Clinically, it mainly involves involvement of the lungs and mediastinal lymph nodes.
It can also involve the skin, eyes, gastrointestinal tract, nervous system, kidneys, and spleen.
, heart, skeletal muscle
.
Sarcoidosis is not uncommon in the clinic, but it is easy to be misdiagnosed and mistreated.
This is because the clinical manifestations of patients with sarcoidosis are very heterogeneous, ranging from no obvious clinical symptoms to progressive disease, which can lead to decreased lung function.
Or some patients died due to progressive pulmonary fibrosis or cardiac involvement, including sudden cardiac death (arrhythmia) or congestive heart failure (myocarditis)
.
The author recently read a case report and literature review of sarcoidosis with arthritis as the first symptom published by Pang Mengduan, Department of Rheumatology and Immunology, the First Affiliated Hospital of Dalian Medical University, published in the Chinese Journal of Clinical Immunity and Allergy
.
Sarcoidosis is relatively rare in which arthritis is the main symptom.

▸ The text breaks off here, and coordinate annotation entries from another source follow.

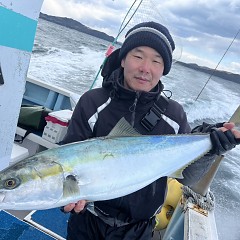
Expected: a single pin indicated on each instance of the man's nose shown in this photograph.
(145, 66)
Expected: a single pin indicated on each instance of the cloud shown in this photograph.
(205, 28)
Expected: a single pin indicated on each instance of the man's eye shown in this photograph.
(137, 56)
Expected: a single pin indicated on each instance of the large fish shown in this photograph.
(97, 169)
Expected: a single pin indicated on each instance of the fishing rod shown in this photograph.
(111, 47)
(214, 70)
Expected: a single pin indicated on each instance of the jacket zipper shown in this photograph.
(132, 108)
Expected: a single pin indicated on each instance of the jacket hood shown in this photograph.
(112, 74)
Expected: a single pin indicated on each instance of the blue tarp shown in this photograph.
(15, 229)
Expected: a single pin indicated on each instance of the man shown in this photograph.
(132, 89)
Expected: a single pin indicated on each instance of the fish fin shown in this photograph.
(178, 173)
(70, 186)
(123, 129)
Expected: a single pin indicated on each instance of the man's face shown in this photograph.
(143, 68)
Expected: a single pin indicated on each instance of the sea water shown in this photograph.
(71, 60)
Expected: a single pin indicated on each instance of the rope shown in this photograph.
(206, 203)
(214, 70)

I will share this case with you here, combined with the recommendations for the diagnosis and treatment of sarcoidosis, in order to improve the clinical understanding of sarcoidosis
.
Case data: The patient, male, 32 years old
.
He was admitted to this hospital as "Arthritis pending investigation" on March 25, 2020 due to "swelling and pain of both ankles and back swelling of both feet for 1 month"
.
The patient experienced swelling and pain in both ankles, swelling of the back of the feet, and mild restriction of movement 1 month ago without any predisposing factors.

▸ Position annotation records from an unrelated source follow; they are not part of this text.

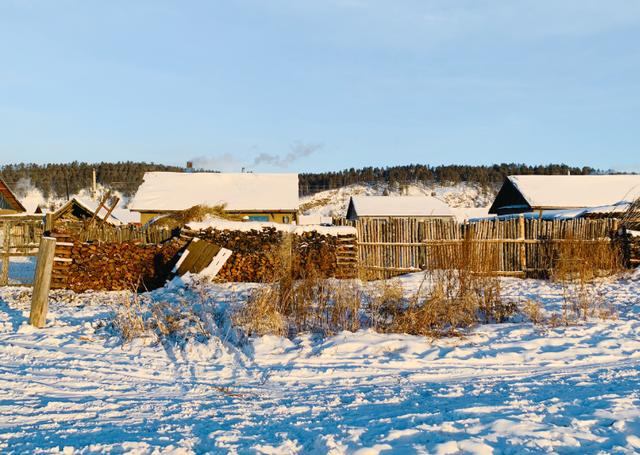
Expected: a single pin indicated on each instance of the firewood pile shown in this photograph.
(112, 266)
(259, 255)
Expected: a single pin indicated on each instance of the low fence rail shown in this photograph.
(19, 236)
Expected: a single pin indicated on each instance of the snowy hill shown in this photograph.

There was no fever, cough, chest tightness, skin rash and other symptoms
.
Ultrasound from the outside hospital showed that the arteries and veins of both lower extremities were normal; the metatarsophalangeal joints of the right foot were normal; the right ankle joint was effusion, and the subcutaneous soft tissue around the right ankle joint was edema and thickened (the left foot and left ankle joint were not examined)
.
Physical examination after admission: no superficial lymphadenopathy
.
Breath sounds in both lungs were clear, and no rales were heard
.
Both the cardiac examination and abdominal examination showed no abnormalities
.
Both ankles and backs of the feet are obviously swollen, symmetrical, mild tenderness, and mild activity limitation
.
Auxiliary examination: blood test showed white blood cells 9.
8×109/L, hemoglobin 150g/L, platelets 338×109/L; liver and kidney function normal, blood calcium 2.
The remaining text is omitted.